When Writers Attack Redux
(Hat tip to Maud Newton, via Twitter)
Edward Champion at Reluctant Habits gets the first-hand story from Alain de Botton on his recent bombastic reaction to Caleb Crain’s review of his new book The Pleasures and Sorrows of Work. In Part 1, de Botton answers some questions about the dust-up. A taste:
Under what circumstances do you believe that a writer should respond to a critic? Don’t you find that such behavior detracts from the insights contained within your books?
I think that a writer should respond to a critic within a relatively private arena. I don’t believe in writing letters to the newspaper. I do believe in writing, on occasion, to the critics directly. I used to believe that posting a message on a writer’s website counted as part of this kind of semi-private communication. I have learnt it doesn’t, it is akin to starting your own television station in terms of the numbers who might end up attending.
Part 2 is an essay submitted by de Botton reflecting on his reaction to the review, reviewing in general and how authors ought (and ought not) to respond:
My altercation with Caleb Crain has attracted a peculiar amount of interest at heart because its nature as a private communication has been misunderstood, both by me – and those looking on. It has widely been taken that I have written back to The New York Times directly to complain.
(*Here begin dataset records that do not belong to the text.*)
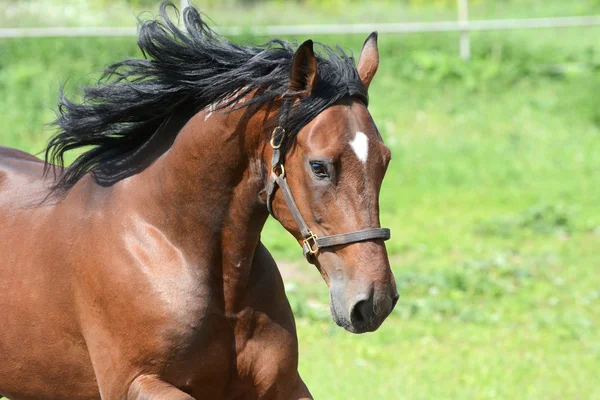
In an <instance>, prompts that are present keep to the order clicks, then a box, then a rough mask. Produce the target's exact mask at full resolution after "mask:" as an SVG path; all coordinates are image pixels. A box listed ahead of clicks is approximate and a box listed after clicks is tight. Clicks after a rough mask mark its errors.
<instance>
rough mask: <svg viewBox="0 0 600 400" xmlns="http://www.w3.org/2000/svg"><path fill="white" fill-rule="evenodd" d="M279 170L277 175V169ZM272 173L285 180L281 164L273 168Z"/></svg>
mask: <svg viewBox="0 0 600 400" xmlns="http://www.w3.org/2000/svg"><path fill="white" fill-rule="evenodd" d="M278 168H279V169H280V171H279V174H277V169H278ZM273 173H274V174H275V175H277V176H278V177H280V178H281V179H283V178H285V168H283V164H279V165H276V166H274V167H273Z"/></svg>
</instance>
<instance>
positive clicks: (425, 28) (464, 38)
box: [0, 0, 600, 60]
mask: <svg viewBox="0 0 600 400" xmlns="http://www.w3.org/2000/svg"><path fill="white" fill-rule="evenodd" d="M188 1H189V0H180V8H181V9H183V8H185V7H186V6H187V5H188V4H189V3H188ZM457 6H458V16H457V17H458V19H457V20H456V21H441V22H413V23H386V24H336V25H270V26H263V27H248V28H245V27H236V26H233V27H225V28H221V29H217V30H218V31H219V32H221V33H222V34H225V35H230V36H237V35H242V34H251V35H257V36H263V35H264V36H272V35H315V34H329V35H338V34H353V33H362V34H365V33H370V32H372V31H379V32H380V33H426V32H460V46H459V48H460V56H461V57H462V58H463V59H465V60H468V59H469V58H470V57H471V41H470V37H469V32H472V31H493V30H513V29H543V28H574V27H586V26H600V15H593V16H583V17H556V18H530V19H498V20H475V21H472V20H469V0H457ZM136 34H137V29H136V28H133V27H129V28H117V27H115V28H112V27H97V28H89V27H88V28H0V39H2V38H20V37H63V36H66V37H79V36H135V35H136Z"/></svg>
Instead I wrote to Caleb Crain to speak very directly to him and not principally to the world at large. I feel very sorry that this tiff has been broadcast so widely. The embarrassment is as akin to an argument with one’s spouse being inadvertently broadcast to one’s work colleagues or a private letter appearing on a widely-read internet site.


July 2nd, 2009 at 11:42 pm
Is it just me or is Mr. de Botton trying to make us feel bad for eavesdropping on his sophisticated tantrum?
July 3rd, 2009 at 10:26 am
not a good move in a world of voyeurs.